Kilburn Wilmot

Personal information
- Born: 3 April 1911 Chilvers Coton, Warwickshire, England
- Died: 25 April 1996 (aged 85) Nuneaton, Warwickshire, England
- Batting: Right-handed
- Bowling: Right-arm fast
- Role: Bowler

Domestic team information
- 1931–39: Warwickshire
- First-class debut: 23 May 1931 Warwickshire v Derbyshire
- Last First-class: 31 August 1939 Warwickshire v Middlesex

Career statistics
| Competition | FC |
| Matches | 75 |
| Runs scored | 871 |
| Batting average | 11.46 |
| 100s/50s | –/2 |
| Top score | 54 |
| Balls bowled | 10687 |
| Wickets | 154 |
| Bowling average | 32.58 |
| 5 wickets in innings | 2 |
| 10 wickets in match | 1 |
| Best bowling | 7/34 |
| Catches/stumpings | 23/– |
- Source: CricketArchive, 28 December 2015

= Kilburn Wilmot =

English cricketer

Kilburn Wilmot (3 April 1911 – 24 April 1996) was an English cricketer who played first-class cricket between 1931 and 1939 for Warwickshire. He also played football for Coventry City and Walsall. He was born in Chilvers Coton, Warwickshire, and died in Nuneaton, also in Warwickshire.

Wilmot was a right-handed lower-order batsman and a right-arm fast swing bowler. He played in occasional first eleven matches for Warwickshire from 1931, but made little impact until 1935 when he improved his personal best bowling figures twice in the game against Leicestershire, taking five wickets for 91 runs in the second innings. In 1936, he played in more than half of Warwickshire's matches, and in the game against Surrey he achieved the best bowling figures of his career, with seven wickets for 34 runs in the first innings and four for 56 in the second, giving match figures of 11 for 90.

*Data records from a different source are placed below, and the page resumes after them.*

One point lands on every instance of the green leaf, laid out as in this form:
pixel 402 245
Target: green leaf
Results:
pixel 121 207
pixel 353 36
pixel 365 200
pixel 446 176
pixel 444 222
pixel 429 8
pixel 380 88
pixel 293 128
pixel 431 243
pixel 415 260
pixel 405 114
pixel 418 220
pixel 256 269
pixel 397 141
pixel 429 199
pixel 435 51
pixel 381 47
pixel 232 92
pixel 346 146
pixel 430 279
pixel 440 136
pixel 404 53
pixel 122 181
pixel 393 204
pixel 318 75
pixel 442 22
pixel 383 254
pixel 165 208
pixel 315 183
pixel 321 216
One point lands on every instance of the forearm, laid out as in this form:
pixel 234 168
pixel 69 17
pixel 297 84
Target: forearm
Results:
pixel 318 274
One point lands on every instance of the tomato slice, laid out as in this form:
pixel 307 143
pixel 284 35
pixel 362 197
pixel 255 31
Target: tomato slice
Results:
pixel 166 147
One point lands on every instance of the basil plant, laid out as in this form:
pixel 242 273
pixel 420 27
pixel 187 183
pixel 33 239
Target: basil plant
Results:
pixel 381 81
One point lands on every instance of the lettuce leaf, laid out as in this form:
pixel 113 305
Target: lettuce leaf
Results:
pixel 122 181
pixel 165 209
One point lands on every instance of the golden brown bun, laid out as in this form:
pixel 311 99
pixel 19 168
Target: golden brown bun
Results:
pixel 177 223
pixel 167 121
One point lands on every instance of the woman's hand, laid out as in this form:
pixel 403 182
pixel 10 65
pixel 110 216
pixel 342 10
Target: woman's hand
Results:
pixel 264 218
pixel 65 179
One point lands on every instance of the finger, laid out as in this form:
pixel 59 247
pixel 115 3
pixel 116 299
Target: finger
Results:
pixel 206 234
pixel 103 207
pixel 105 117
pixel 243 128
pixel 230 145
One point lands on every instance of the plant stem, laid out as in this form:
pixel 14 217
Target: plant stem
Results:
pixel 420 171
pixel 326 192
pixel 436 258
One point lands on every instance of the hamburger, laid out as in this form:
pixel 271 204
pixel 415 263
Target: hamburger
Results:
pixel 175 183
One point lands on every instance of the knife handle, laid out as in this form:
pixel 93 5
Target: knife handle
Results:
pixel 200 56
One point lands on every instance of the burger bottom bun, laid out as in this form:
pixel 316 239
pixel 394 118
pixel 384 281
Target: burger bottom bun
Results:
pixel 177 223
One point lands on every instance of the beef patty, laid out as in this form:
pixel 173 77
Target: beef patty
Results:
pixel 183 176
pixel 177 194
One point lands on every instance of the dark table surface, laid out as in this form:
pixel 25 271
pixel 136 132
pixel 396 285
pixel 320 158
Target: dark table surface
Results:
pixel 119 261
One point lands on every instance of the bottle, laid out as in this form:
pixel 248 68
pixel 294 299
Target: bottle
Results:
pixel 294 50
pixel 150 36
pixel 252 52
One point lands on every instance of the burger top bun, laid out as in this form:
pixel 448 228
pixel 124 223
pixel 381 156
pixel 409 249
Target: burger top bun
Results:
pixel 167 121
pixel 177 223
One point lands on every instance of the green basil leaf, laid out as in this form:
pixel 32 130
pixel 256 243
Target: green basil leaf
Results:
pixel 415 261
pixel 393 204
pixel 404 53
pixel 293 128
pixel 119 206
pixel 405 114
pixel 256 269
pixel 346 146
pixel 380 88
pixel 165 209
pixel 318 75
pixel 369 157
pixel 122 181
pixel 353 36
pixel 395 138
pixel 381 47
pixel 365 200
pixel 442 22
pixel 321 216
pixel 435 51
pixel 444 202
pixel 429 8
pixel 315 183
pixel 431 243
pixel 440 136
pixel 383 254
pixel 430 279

Wilmot's career did not, however, take off after this success: in 1937, he played in only a few matches and although he was a fairly regular member of the side in both 1938 and 1939, he did not take five wickets in an innings again and his seasonal total of wickets never exceeded the 38 he achieved in both 1936 and 1938. For most of his career, his batting was negligible, and only the presence in the Warwickshire side of Eric Hollies kept him from occupying the No 11 batting position. In 1939, however, he made a great improvement and averaged 26 with the bat for the season; his two scores of more than 50 both came in this season and with the higher of them, a score of 54, he shared an eighth-wicket partnership with Tom Dollery which remains a Warwickshire record in first-class games against Derbyshire. Wilmot's cricket career ended with the outbreak of the Second World War.